# External Validation Using Documented Greenwashing Cases

## Overview
This module conducts external validation of the GRAT by testing its ability to distinguish between companies with documented greenwashing accusations and those with clean environmental records. It implements the validation approach outlined in the methodology using real-world "ground truth" data to assess discriminant validity.

## Validation Framework
**Data source**: Ensemble analysis results (`ensemble_results_summary_ensforperf.xlsx`, Company_Averages sheet)
**Primary metric**: Average median greenwashing scores across 2021-2022 to reflect consistent risk patterns rather than yearly fluctuations
**Validation approach**: Systematic comparison between known positive cases and clean record companies using non-parametric statistical testing

## Company Classification Groups
Based on systematic online search examining all 14 sample companies between January 2020-December 2023:

### Known Positive Cases (n=3)
- **CEZ**: Documented greenwashing accusations from credible sources
- **Ørsted**: Documented environmental claims controversies  
- **PGE**: Documented greenwashing-related criticisms
- **Classification basis**: Multi-language search across Greenpeace offices, investigative outlets, consumer protection agencies, and energy sector publications

### Clean Record Companies (n=11)
- **All remaining companies**: No documented greenwashing accusations found within the timeframe
- **Historical cases excluded**: Past accusations outside 2020-2023 timeframe classified as clean record

## Statistical Testing Methodology
**Primary test**: Mann-Whitney U test (Wilcoxon rank-sum test)
- **Hypothesis**: H₁: Known positive cases score significantly higher than clean record companies (one-tailed test)
- **Justification**: Non-parametric test appropriate for small samples without normal distribution assumptions
- **Effect size**: Rank-biserial correlation (r) calculated as r = 1 - (2U)/(n₁ × n₂)

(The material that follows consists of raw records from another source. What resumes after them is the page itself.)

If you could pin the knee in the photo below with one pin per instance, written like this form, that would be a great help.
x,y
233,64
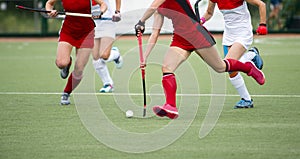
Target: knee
x,y
62,63
105,55
165,69
219,69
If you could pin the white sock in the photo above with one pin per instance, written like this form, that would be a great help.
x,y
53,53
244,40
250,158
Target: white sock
x,y
239,85
248,56
114,54
102,71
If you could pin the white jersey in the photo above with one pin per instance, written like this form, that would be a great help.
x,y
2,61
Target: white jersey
x,y
109,12
238,27
105,28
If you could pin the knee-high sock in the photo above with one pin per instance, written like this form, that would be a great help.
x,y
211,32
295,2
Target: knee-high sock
x,y
235,65
248,56
170,87
72,83
239,85
114,54
102,70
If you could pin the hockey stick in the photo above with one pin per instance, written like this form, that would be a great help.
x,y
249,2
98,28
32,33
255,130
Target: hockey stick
x,y
196,6
59,13
45,15
140,40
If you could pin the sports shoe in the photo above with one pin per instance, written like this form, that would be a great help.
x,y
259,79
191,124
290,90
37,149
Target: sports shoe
x,y
166,110
65,99
108,88
64,73
243,103
257,74
119,60
257,60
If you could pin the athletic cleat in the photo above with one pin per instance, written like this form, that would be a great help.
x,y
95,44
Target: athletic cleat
x,y
166,110
65,99
119,60
244,104
257,74
108,88
64,73
257,59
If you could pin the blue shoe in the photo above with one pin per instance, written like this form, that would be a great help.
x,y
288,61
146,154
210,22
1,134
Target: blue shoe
x,y
65,99
108,88
244,104
257,60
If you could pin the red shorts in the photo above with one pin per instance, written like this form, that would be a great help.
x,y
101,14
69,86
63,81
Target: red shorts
x,y
192,40
78,31
86,41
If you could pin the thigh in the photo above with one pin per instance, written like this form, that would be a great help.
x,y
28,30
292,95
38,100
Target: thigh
x,y
82,58
212,58
63,54
96,53
173,58
236,51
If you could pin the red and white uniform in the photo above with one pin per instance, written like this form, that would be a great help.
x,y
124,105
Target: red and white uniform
x,y
238,27
188,34
104,28
78,31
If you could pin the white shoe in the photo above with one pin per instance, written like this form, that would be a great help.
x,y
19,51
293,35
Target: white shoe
x,y
65,99
119,60
108,88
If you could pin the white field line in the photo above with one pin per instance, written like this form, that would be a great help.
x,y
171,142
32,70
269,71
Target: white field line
x,y
153,94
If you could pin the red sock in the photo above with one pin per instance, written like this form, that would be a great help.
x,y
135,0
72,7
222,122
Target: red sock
x,y
72,83
170,87
235,65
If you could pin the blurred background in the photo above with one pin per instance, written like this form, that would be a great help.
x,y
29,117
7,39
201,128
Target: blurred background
x,y
15,22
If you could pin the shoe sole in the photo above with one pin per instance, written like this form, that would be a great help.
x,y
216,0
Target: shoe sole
x,y
65,103
161,112
242,107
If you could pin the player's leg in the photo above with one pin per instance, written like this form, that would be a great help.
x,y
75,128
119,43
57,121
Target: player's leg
x,y
212,58
82,57
63,58
102,49
173,58
109,52
253,55
236,79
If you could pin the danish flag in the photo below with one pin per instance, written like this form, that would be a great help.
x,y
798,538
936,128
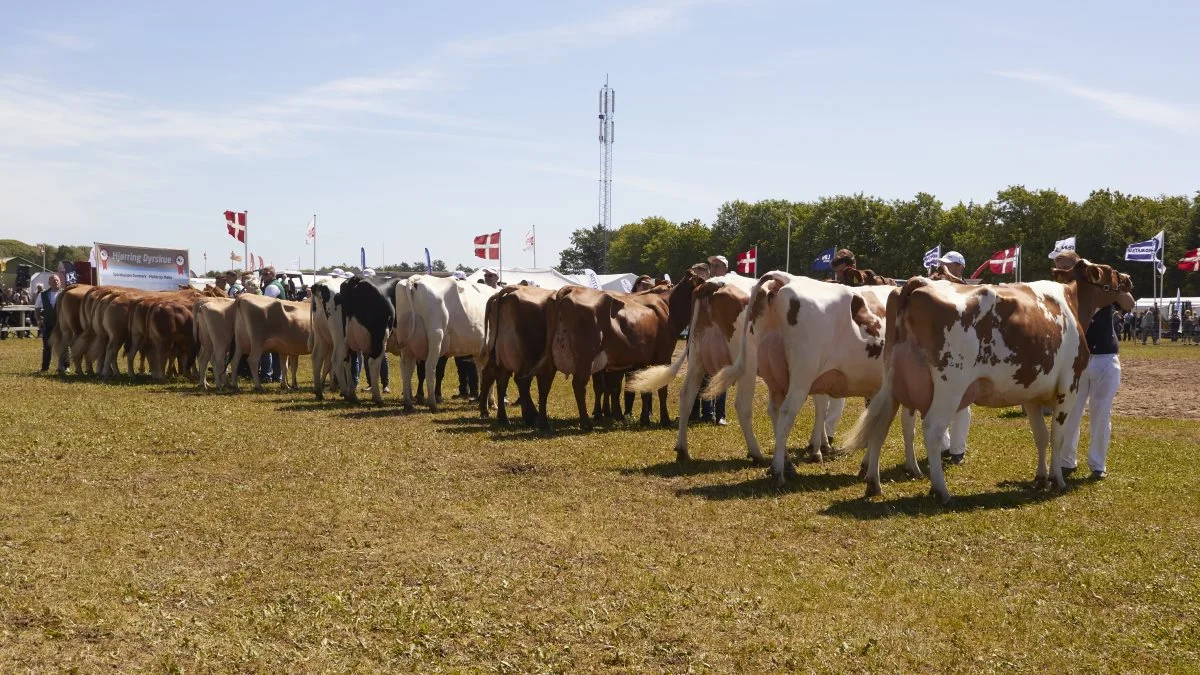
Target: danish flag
x,y
1191,261
1002,262
748,262
235,222
487,246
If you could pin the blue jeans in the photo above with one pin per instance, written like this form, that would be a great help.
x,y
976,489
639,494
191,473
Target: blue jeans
x,y
357,365
269,366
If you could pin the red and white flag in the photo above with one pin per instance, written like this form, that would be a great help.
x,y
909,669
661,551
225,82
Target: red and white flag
x,y
1002,262
1191,261
748,262
487,246
235,222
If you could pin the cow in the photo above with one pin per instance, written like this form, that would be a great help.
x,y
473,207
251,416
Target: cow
x,y
589,332
949,346
515,339
713,338
321,299
269,324
451,314
361,317
807,338
214,321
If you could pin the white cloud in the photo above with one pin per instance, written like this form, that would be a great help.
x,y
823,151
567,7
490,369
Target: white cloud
x,y
61,40
623,23
1175,117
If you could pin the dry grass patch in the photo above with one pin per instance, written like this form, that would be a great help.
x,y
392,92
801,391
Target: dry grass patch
x,y
145,526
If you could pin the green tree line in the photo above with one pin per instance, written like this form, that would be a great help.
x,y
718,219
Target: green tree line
x,y
892,236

## Key Validation Metrics Calculated
1. **Group score distributions**: Median, mean, and range for both validation groups
2. **Statistical significance**: p-value testing at α = 0.05 significance level
3. **Effect size interpretation**: Small (≥0.1), medium (≥0.3), or large (≥0.5) effects
4. **Ranking analysis**: Position of known positive cases within overall company rankings
5. **Threshold analysis**: Number of known positive cases scoring above clean record median

## Critical Statistical Limitations
**Sample size constraints**: Only 14 total observations create severe statistical power limitations
**Central Limit Theorem requirements**: Mann-Whitney U test effectiveness compromised with such small samples
**Validation interpretation**: Results should be considered **indicative only**, not conclusive evidence
**Random phenomenon possibility**: Observed patterns could represent chance variation between 2021-2022 rather than systematic GRAT accuracy

## External Validation Outputs
- **Discriminant validity assessment**: Whether GRAT can separate documented cases from clean records
- **Effect size quantification**: Magnitude of difference between validation groups  
- **Ranking validation**: Positional analysis of known cases within risk score distribution
- **Statistical confidence measures**: p-values and confidence intervals (with appropriate caveats about small sample limitations)

This validation provides preliminary evidence for GRAT effectiveness while acknowledging that larger datasets would enable substantially more robust statistical validation with meaningful power for definitive conclusions.

# Known Cases

In [None]:
# Known Case Validation Analysis
# Framework Validation Using Mann-Whitney U Test

import pandas as pd
import numpy as np
from scipy.stats import mannwhitneyu
import matplotlib.pyplot as plt
import seaborn as sns

# Load the data
file_path = "data/Greenwashing Results/ensemble_results_summary_ensforperf.xlsx"
df = pd.read_excel(file_path, sheet_name="Company_Averages")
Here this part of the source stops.